Monday, October 4, 2010

Rock Running, Rock Balancing, Rock Surfing Tai Chi and Rock Chi Gung for Surfing

Aloha Tribe,

One of my favorite training exercises that I was taught by my Watergirl mentor is Rock Running. In it, you find an area with a lot of large rocks or boulders, at least large enough for perhaps the ball of your foot to land on, and, perhaps up to a foot or several feet in diameter. Basically like what you can find on the North Shore of Oahu near Alligators, or, quite frankly, like I am so blessed to have right in my yard down by the creek. What I was taught was that you actually run, by leaps, bounds, and springs, from rock to rock, as quickly as you can. This being the  case, it helps to have someone with you to make it a race in that you can push each other in this method. This method teaches your to overcome fear, to pay extreme attention to details such as positioning, to learn to slow down time, to increase agility, flexibility, and speed, yet, it does require total attention for it can be extremely dangerous.

Rock Balancing is my own version of this, where I basically simply stand still on one or two rocks, while maintaining my balance for as long as possible, allowing my muscles in my torso or core to develop, as well as the muscles of my legs and buns. Holding a position like this, using the concepts behind the Chig Gung practice of Zhan Zhoung, one might hold a single position for an hour or more. During this time, when you first begin, you use muscular effort to do this, trying, of course, to relax as much as possible. With time and experience, you learn to hold positions that would lead quickly to muscular failure, by circulating your bodies energy or chi (qi) through your muscles, using your mind to guide the energy. Naturally, there are a series of exercises leading up to this method, and, quite frandly, even holding a stationary position, especially with your arms raised as though you were surfing or slacklining, will have most people reaching muscle fatique in minutes. It takes time to learn to hold a position still for over an hour, let alone several hours.

This advanced form of Rock Balancing, is actually, what I call Rock Chi Gung, since, to do it properly requires the ability to manipulate your chi to various parts of your body at will. This skill, by the way, while seemingly irrelevant to surfing, has tremendous surfing applications, as well as direct applications for virtually any sport such as  skateboarding, snowboarding, slackliining, slackrope walking, and tighrope walking.

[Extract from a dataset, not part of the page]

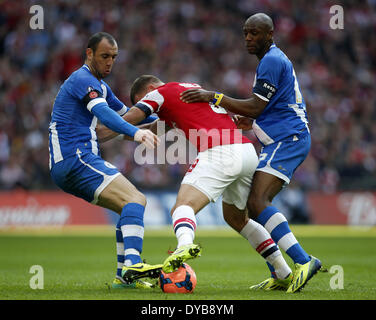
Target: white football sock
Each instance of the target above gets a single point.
(184, 224)
(262, 242)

Rock Surfing Tai Chi basically involves movement imitating surfing movements, while, balanced on rocks. Or, on tree roots or tree limbs, for that matter (both are also favorites of mine). With this exercise, you simply get into a surfing stance that you like, then, imagine yourself, in extreme slow motion, at Tai Chi speed, which basically means moving more or less as slowly as you can, you shift your body from one surfing body position to another, such as going from a Backside Turn to a Frontside Turn to a Drop Knee Cutback.

All of these exercises can essentially be done on anything, from rocks and branches and boulders and roots, to urban environmental applications (also my favorites), such as curbs, guardrails, handrails, pointed roofs on buildings, posts, poles, fences, horizontally suspended chains and ropes, to virtually anything you'd find in an urban environment. I see this as a new art form, and, a new sport of my own creation. In a way, it's sort of like urban skateboarding, only, without the skateboard, and, at a stationary or very slow moving pace, with positions held up to several hours.

The reason you move slowly, or, remain still, by the way, is to not only learn to build up your chi in your body, but also, you learn how to circulate it to any part of your body for injury healing, increased endurance and speed, and even increased strength, flexibility, and agility.

While this form of training seems to be rather paradoxical for action board sports such as surfing, snowboarding and skateboarding, the thing is, the more you do it, the better any of these sports will be for you to do, opening secret doors unimagined, and, leading to unlimited potential and limitless boundaries.